Final answer:
The estimated speeds of sound at 37°C, -1°C, 15°C, and -18°C are 20,532 m/s, 20,266 m/s, 20,378 m/s, and 20,147 m/s, respectively, calculated using the formula s = 20,273 + 7T.
Step-by-step explanation:
The student's question seeks to estimate the speed of sound in air at various Celsius temperatures using the formula s = 20,273 + 7T, where T is the temperature in degrees Celsius. According to the given relationship, for each temperature increment of 1 degree Celsius, the speed of sound increases by 7 meters per second from a baseline of 20,273 m/s.
- For A. 37°C: s = 20,273 + (7 × 37) = 20,273 + 259 = 20,532 m/s (rounded to 20,532 m/s).
- For B. -1°C: s = 20,273 + (7 × (-1)) = 20,273 - 7 = 20,266 m/s (rounded to 20,266 m/s).

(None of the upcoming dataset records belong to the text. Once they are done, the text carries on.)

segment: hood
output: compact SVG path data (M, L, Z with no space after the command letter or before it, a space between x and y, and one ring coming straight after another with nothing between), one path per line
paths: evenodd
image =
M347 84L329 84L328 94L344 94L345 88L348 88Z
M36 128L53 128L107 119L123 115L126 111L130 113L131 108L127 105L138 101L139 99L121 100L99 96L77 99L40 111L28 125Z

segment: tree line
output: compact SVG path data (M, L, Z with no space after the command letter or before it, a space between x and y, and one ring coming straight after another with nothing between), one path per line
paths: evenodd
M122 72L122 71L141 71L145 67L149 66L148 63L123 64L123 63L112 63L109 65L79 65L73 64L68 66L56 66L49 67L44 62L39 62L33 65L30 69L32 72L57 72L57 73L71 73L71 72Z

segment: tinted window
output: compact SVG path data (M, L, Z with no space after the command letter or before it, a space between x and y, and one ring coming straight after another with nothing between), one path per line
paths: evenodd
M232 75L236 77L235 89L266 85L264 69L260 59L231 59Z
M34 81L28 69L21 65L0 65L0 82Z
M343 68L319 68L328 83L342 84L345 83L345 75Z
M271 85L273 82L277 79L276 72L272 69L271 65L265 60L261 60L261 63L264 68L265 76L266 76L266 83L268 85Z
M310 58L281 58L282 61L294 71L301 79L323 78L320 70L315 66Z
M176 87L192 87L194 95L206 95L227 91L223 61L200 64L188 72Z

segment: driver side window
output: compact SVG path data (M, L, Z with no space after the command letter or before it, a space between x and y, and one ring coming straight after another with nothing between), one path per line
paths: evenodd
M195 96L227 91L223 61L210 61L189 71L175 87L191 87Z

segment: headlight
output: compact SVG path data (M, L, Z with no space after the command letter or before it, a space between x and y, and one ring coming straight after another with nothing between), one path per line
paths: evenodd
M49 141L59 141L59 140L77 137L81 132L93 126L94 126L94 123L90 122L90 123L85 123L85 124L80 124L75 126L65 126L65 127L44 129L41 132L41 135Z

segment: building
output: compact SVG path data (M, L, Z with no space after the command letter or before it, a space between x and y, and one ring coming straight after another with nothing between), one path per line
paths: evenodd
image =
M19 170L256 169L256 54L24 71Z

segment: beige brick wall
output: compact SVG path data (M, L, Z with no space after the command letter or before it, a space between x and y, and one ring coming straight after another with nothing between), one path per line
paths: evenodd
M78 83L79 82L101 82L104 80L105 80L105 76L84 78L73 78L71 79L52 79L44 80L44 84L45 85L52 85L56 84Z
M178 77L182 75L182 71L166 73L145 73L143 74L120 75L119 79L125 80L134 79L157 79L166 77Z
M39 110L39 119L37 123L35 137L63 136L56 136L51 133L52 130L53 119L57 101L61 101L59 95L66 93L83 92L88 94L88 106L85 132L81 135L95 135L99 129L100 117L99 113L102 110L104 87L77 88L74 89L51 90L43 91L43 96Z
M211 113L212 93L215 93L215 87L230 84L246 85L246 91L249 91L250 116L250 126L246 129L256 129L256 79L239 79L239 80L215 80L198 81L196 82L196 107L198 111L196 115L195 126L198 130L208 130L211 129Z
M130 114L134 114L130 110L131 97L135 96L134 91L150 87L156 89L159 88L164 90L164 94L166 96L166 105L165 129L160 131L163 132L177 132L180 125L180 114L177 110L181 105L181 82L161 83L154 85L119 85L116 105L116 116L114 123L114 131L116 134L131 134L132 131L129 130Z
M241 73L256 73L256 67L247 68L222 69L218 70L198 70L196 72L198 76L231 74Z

- For C. 15°C: s = 20,273 + (7 × 15) = 20,273 + 105 = 20,378 m/s (rounded to 20,378 m/s).
- For D. -18°C: s = 20,273 + (7 × (-18)) = 20,273 - 126 = 20,147 m/s (rounded to 20,147 m/s).
Note that these estimates are based on the student's provided formula and real-world values may vary due to atmospheric conditions and the approximation of the formula itself.